Ottawa has solicited public comments. The Canadian Bankers Association (CBA) wrote, in its proposal, "While the 2001 reforms were far-reaching, there are some key areas of unfinished business that need to be resolved to further enhance the interest of Canadian consumers."
The CBA sees the 2001 legislative changes as being a good step forward, but still lacking full transparency. "The Bank Act continues to impose unnecessary and frustrating restrictions on consumers' ability to access information about insurance and retirement planning products and services," the CBA wrote in its 2006 Financial Services Legislation Review: Improving the Legislative Framework for Canadian Consumers .
The Canadian Community Reinvestment Coalition, a non-profit, non-partisan coalition of one hundred consumer-oriented groups that is active in bank transparency issues, suggested in one of its position papers that C-8 "should be as broad and as detailed as required under the U.S. Community Reinvestment Act (CRA)." The CRA requires a detailed branch lending and investment record, while C-8 requires only a consolidated annual statement of the bank and its affiliates.
"Federal and provincial governments share jurisdiction over the financial services sector," writes Canada's Ministry of Finance on its website. "Under the Constitution, the Government of Canada is solely responsible for the prudential and market conduct regulation of banks in Canada."
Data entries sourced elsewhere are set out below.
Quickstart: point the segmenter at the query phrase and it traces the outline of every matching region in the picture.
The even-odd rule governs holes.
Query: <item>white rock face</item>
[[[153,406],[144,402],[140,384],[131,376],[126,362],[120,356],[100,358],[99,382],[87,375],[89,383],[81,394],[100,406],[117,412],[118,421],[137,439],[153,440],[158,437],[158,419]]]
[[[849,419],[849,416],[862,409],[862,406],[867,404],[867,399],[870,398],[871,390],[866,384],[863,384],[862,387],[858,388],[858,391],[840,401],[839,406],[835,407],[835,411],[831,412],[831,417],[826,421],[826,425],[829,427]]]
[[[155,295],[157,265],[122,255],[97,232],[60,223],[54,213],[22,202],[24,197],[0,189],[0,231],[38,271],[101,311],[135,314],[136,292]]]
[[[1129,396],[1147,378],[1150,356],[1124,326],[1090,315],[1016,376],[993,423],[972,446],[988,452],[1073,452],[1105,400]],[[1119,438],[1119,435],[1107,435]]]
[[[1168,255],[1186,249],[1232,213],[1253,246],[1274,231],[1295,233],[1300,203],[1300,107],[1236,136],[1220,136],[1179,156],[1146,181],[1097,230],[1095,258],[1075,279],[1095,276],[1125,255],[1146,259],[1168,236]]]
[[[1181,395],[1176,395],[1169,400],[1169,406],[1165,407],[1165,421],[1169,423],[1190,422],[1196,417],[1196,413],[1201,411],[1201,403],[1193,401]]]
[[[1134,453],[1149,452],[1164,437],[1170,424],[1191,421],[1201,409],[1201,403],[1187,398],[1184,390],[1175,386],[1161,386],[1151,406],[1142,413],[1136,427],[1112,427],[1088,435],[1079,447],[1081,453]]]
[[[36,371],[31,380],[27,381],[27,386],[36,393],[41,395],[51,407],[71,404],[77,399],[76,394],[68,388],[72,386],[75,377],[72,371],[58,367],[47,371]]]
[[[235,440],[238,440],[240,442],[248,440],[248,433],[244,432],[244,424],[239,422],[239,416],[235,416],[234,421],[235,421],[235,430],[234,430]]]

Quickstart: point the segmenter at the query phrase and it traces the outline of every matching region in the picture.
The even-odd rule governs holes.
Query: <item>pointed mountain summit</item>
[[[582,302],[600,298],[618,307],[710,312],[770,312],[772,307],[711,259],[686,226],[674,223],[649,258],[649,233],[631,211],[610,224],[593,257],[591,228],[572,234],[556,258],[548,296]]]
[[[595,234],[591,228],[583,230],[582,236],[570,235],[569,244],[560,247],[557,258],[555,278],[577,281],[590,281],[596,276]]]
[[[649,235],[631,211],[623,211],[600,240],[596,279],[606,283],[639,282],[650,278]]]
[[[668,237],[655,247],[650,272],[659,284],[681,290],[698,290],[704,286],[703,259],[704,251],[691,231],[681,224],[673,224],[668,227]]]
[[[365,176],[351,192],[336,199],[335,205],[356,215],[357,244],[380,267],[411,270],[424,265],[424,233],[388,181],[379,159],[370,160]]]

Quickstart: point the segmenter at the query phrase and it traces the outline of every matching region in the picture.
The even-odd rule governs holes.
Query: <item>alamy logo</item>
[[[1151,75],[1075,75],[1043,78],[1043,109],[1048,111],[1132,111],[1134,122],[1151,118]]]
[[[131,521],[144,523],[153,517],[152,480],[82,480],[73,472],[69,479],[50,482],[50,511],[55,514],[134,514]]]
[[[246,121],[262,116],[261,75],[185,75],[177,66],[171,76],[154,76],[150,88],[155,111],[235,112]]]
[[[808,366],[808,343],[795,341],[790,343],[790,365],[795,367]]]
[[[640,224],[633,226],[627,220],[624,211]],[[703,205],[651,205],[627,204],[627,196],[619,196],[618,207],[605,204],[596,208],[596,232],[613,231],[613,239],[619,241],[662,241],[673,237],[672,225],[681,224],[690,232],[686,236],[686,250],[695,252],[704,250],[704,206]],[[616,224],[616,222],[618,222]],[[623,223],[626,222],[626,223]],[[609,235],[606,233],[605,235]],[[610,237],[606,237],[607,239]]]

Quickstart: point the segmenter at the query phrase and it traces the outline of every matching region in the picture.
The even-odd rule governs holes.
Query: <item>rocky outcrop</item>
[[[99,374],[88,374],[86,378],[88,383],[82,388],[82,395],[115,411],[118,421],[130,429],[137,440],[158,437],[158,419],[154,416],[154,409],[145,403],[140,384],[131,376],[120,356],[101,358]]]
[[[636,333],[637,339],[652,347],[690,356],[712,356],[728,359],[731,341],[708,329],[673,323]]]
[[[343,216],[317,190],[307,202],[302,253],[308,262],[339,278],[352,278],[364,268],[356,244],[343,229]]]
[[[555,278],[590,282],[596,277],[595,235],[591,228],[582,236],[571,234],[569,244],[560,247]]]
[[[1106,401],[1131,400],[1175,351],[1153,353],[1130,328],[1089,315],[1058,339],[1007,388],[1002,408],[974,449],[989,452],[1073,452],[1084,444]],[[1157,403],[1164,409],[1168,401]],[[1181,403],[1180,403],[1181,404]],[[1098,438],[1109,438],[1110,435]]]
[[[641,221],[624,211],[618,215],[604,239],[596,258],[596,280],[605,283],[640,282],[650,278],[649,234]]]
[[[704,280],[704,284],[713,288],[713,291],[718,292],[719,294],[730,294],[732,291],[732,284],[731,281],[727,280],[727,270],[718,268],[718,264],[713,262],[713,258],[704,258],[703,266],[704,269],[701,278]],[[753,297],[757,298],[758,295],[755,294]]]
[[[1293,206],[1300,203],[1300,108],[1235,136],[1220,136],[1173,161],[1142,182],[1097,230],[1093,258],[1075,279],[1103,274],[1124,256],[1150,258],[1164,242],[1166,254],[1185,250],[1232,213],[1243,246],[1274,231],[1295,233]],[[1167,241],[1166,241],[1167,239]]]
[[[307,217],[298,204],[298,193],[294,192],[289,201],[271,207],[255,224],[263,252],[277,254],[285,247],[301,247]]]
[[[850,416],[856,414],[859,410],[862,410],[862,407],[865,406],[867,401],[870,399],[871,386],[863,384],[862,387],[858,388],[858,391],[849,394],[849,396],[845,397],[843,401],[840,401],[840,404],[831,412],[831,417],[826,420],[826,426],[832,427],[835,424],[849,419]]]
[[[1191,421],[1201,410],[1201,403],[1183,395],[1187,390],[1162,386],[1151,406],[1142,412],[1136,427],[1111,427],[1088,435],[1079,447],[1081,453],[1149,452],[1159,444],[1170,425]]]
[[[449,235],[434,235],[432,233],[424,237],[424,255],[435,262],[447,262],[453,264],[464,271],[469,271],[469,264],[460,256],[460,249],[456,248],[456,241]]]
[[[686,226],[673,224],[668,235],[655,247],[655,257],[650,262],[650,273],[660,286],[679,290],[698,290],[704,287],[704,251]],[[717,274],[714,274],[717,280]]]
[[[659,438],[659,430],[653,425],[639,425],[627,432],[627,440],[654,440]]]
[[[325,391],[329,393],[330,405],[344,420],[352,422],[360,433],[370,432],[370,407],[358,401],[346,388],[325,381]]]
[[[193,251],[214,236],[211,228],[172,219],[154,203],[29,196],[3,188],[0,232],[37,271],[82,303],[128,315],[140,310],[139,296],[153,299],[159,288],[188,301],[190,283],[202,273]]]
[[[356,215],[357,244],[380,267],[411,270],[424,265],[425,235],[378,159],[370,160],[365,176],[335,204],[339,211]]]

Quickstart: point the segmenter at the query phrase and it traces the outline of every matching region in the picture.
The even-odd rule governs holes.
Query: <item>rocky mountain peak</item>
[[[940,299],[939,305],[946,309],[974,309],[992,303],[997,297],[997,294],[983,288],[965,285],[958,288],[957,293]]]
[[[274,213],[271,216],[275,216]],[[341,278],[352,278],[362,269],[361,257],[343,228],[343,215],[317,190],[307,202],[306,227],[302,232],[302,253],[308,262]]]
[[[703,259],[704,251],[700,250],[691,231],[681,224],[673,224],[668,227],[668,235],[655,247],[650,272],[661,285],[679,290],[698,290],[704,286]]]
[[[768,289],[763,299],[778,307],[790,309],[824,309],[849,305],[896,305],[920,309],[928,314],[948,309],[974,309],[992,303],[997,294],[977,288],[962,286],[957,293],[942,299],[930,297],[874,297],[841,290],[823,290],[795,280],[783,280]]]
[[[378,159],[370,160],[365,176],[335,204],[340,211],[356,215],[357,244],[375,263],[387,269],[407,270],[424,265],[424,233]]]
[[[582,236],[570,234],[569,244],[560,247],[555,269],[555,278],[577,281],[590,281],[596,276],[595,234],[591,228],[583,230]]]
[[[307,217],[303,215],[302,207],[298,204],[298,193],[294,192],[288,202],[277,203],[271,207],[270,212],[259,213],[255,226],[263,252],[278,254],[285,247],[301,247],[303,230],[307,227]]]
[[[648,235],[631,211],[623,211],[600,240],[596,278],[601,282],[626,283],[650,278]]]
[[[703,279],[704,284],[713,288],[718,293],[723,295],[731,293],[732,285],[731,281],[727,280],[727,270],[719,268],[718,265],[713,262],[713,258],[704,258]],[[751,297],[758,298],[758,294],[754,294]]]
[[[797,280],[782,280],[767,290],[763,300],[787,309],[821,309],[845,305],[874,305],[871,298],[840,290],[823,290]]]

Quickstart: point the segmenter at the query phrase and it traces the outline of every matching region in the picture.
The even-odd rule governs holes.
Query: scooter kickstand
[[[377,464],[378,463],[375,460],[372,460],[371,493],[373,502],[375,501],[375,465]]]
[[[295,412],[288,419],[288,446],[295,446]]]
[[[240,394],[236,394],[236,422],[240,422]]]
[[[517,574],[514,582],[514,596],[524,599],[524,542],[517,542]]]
Diverse Financial Services Sector
Canada's financial service sector consists of banks, caisses populaires, credit unions, life and health insurance companies, property and casualty insurance companies, mutual funds, finance and leasing companies, and so on. Both banks and non-bank financial institutions provide financial services.
Provincially regulated institutions include credit unions and caisses populaires. They are cooperative financial service providers with deposit-taking authority. Caisses exist mainly in French-speaking regions. These institutions are owned and controlled by the members and governed by cooperative principles. Members own shares in the cooperative, generally ranging from C$5–150; caisses are generally small institutions operating within a province.
Credit Union Central, the central finance facility of Canadian credit unions, announced on its website that there are presently 533 credit unions and affiliated caisses populaires in Canada, serving close to 5 million members. They have C$84 billion in combined assets.
Trust and loan companies (T&Ls) are deposit-taking institutions that may also provide personal and mortgage loans. T&Ls may also manage pension plans, trusts, and estates, which banks cannot deal with directly. But, a T&L may operate as a legally separate subsidiary of a bank, allowing banks to enter financial service sectors they otherwise could not.
Canada's first bank, owned by a few Montreal merchants, opened its doors in 1817. Today, Canada's banking sector has developed into a sophisticated system, adjusting itself periodically, as necessary.